You would have to see, touch and climb this place to believe it exists.
Before coming back to the UK, I got a few jaunts into the Colorado mountains. Not far, not long, not many, but enough for a taste of the Rockies.
After visiting Beulah, we took a road that turned out to be nine miles of winding, climbing dirt road through the San Isabel National Forest. Near the top, some aspens were beginning to turn golden for autumn. Needing to go slowly is a boon in such beautiful scenery.

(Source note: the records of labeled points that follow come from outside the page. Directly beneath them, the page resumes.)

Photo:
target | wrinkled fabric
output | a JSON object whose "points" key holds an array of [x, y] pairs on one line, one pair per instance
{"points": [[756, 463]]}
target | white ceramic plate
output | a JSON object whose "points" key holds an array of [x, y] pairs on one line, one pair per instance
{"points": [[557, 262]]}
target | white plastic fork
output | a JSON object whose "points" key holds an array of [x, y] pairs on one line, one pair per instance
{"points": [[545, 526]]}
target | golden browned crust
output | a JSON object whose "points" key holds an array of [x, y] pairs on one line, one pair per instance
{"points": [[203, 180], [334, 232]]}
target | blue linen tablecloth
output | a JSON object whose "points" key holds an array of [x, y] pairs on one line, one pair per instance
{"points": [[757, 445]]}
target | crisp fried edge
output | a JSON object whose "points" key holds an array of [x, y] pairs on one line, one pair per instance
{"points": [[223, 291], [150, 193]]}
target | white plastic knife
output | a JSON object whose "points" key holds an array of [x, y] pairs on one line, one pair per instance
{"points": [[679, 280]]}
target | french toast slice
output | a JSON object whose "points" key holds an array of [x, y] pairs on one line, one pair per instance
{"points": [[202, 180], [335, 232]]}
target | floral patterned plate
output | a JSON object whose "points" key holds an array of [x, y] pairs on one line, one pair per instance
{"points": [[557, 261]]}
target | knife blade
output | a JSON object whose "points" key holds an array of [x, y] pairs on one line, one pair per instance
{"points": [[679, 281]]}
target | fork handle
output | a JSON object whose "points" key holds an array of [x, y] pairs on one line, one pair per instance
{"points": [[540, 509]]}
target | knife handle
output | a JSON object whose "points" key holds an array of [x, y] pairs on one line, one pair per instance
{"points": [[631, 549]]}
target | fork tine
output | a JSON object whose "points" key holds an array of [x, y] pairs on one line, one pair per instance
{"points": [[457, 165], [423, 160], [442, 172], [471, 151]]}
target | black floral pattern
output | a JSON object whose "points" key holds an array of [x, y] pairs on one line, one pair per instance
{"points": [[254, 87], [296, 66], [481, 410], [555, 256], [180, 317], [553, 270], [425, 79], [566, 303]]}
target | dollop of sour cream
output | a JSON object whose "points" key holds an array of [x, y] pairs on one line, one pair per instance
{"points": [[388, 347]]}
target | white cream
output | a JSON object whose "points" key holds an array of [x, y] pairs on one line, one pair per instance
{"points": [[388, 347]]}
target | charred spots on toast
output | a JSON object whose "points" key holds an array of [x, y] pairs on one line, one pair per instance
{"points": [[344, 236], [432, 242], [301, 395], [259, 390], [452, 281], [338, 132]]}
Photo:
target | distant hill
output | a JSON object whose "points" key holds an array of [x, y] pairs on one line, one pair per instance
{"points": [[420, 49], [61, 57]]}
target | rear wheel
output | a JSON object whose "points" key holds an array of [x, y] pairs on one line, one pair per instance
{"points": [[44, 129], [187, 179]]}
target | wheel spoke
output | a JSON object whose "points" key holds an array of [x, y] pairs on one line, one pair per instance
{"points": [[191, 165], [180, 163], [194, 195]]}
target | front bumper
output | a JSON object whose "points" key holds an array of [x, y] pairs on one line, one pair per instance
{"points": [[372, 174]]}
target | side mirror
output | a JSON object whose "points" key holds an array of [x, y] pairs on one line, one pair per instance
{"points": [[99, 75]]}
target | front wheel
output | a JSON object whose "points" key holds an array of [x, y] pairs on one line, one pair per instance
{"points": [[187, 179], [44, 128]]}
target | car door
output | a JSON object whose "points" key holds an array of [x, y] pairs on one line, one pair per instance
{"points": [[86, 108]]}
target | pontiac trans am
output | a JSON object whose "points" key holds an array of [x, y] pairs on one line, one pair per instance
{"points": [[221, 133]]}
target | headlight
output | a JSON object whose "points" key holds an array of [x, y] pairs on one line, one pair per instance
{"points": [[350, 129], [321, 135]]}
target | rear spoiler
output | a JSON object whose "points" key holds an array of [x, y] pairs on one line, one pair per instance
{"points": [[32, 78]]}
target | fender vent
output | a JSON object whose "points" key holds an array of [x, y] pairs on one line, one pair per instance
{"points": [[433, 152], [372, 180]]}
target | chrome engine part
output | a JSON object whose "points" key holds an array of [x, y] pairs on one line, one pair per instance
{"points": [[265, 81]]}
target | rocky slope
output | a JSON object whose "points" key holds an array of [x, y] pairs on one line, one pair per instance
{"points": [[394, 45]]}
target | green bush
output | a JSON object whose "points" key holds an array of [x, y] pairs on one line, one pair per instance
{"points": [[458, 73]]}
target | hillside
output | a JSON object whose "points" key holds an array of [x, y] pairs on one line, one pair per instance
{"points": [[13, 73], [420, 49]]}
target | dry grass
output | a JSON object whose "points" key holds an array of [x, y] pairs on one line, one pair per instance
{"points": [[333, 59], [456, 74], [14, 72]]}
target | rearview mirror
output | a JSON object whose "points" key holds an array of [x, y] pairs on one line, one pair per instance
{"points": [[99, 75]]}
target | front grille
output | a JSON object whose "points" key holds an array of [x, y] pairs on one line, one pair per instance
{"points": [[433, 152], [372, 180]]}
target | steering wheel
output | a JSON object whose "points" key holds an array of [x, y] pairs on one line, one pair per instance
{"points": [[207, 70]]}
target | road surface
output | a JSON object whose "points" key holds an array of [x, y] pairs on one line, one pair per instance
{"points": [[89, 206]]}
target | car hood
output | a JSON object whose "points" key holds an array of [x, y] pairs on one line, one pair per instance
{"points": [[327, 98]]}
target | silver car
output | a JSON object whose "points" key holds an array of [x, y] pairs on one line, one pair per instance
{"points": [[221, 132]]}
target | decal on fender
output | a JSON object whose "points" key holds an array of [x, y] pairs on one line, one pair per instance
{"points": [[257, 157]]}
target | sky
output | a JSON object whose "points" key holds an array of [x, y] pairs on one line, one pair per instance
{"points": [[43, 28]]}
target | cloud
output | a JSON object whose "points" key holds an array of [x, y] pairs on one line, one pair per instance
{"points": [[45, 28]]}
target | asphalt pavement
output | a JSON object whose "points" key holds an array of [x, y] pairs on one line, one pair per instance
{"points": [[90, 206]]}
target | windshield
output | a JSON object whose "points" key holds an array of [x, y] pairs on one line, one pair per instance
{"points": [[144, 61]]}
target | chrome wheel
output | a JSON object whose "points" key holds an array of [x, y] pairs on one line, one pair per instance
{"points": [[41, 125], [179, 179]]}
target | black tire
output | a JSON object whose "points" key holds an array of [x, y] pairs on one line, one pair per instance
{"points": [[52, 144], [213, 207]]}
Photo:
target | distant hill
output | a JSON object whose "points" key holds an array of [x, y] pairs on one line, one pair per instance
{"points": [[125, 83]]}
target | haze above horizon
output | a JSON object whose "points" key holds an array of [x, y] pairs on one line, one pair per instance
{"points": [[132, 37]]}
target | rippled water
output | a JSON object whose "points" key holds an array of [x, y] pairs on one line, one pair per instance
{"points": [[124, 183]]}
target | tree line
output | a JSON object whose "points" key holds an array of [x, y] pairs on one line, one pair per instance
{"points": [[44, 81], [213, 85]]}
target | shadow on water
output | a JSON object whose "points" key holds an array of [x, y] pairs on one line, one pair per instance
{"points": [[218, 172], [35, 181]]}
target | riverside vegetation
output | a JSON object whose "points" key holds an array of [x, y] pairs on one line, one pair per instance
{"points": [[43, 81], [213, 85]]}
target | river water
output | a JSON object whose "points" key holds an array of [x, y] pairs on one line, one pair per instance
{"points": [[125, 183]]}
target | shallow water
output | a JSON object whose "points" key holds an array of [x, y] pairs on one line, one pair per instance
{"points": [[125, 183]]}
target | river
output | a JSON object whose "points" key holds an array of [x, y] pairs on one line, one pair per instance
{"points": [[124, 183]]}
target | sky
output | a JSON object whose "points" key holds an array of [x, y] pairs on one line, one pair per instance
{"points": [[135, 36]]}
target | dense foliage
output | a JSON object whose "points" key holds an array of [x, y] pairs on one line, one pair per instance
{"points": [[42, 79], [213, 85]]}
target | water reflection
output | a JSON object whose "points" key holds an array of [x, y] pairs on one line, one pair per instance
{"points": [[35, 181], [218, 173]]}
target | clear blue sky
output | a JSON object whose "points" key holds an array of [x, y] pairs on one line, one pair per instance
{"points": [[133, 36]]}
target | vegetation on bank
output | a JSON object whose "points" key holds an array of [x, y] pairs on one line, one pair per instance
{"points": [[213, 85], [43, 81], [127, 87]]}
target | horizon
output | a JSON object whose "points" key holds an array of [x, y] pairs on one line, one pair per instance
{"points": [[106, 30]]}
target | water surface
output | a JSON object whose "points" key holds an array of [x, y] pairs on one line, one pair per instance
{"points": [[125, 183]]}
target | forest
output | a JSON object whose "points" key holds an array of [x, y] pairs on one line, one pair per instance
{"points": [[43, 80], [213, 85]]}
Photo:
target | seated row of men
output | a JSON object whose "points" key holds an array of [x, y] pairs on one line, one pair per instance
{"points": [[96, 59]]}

When we got back to a paved highway, we were close to Bishop Castle, a place my brother and his partner had heard of but not visited.
This is it.
It's around 9000 feet up. (That’s well above my altitude ceiling of about 7500 to 8000 feet, so this adventure wiped me out.) It's difficult to describe—like falling into someone else's fever dream of incomplete rooms, spiral staircases of metal grid material, not enough railings, nooks and crannies and passages to thin air, metal towers that threaten to fall apart with every step, and a view all the way over to Pueblo's reservoir. We clambered all over it.
Here is how I understand the story behind this amazing place.
When Jim Bishop was young, a teacher told him that he would never amount to anything. It stuck in his craw. At age 15, with support from his parents, he bought this land for $450. In 1969 he began building what was supposed to become a cottage. Somebody said it looked like a castle. He started building a castle instead. His entire adult life has been focused on proving his teacher wrong.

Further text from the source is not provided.